SOAP and REST

I have read a couple blog posts regarding the Simple Object Access Protocol (SOAP) and Representational State Transfer (REST). Let me start by talking about and InfoWorld article. It discusses a statement by Tim Bray, the director of technologies at Sun Microsystems. He says the “SOAP stack is a failure”. Tim continues that REST is more viable, elegant, and affordable. He says there will be more and more tools for REST from big companies such as Sun, Microsoft, and Oracle. However Tim concedes that there is a lack of current tools for REST.

Another good blog post was “REST as an engineering discipline” by Bill de hOra. Bill comes out and says that SOAP is simple. After all the S in SOAP stands for simple. He contrasts this with REST which is not necessarily simple. Bill qualifies this by saying that REST is neither better nor worse than SOAP. He does state that REST works. But he advises that REST is not for hackers. And there is a lot of hype around rest right now. Things may be a lot different once the hype dies down.

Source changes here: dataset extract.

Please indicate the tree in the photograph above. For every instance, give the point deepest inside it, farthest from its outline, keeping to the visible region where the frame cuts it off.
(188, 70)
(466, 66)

Having done a little SOAP with a lot of help from instructional materials, I can say that it is indeed not all that simple. Yes the outer wrapper of the SOAP envelope may not be rocket science. But from a beginner’s standpoint, you have enough to worry about with XML. Adding the SOAP layer on top for messaging does introduce a little more complexity. Perhaps this will get easier if I work with SOAP more often. For now my project only intends to receive input files in XML format. I am not sure if they shall be validated with an XML schema, or be packed in a SOAP envelope. It is just exciting that the topics I have learned about and will be using are current ones in the technology sector.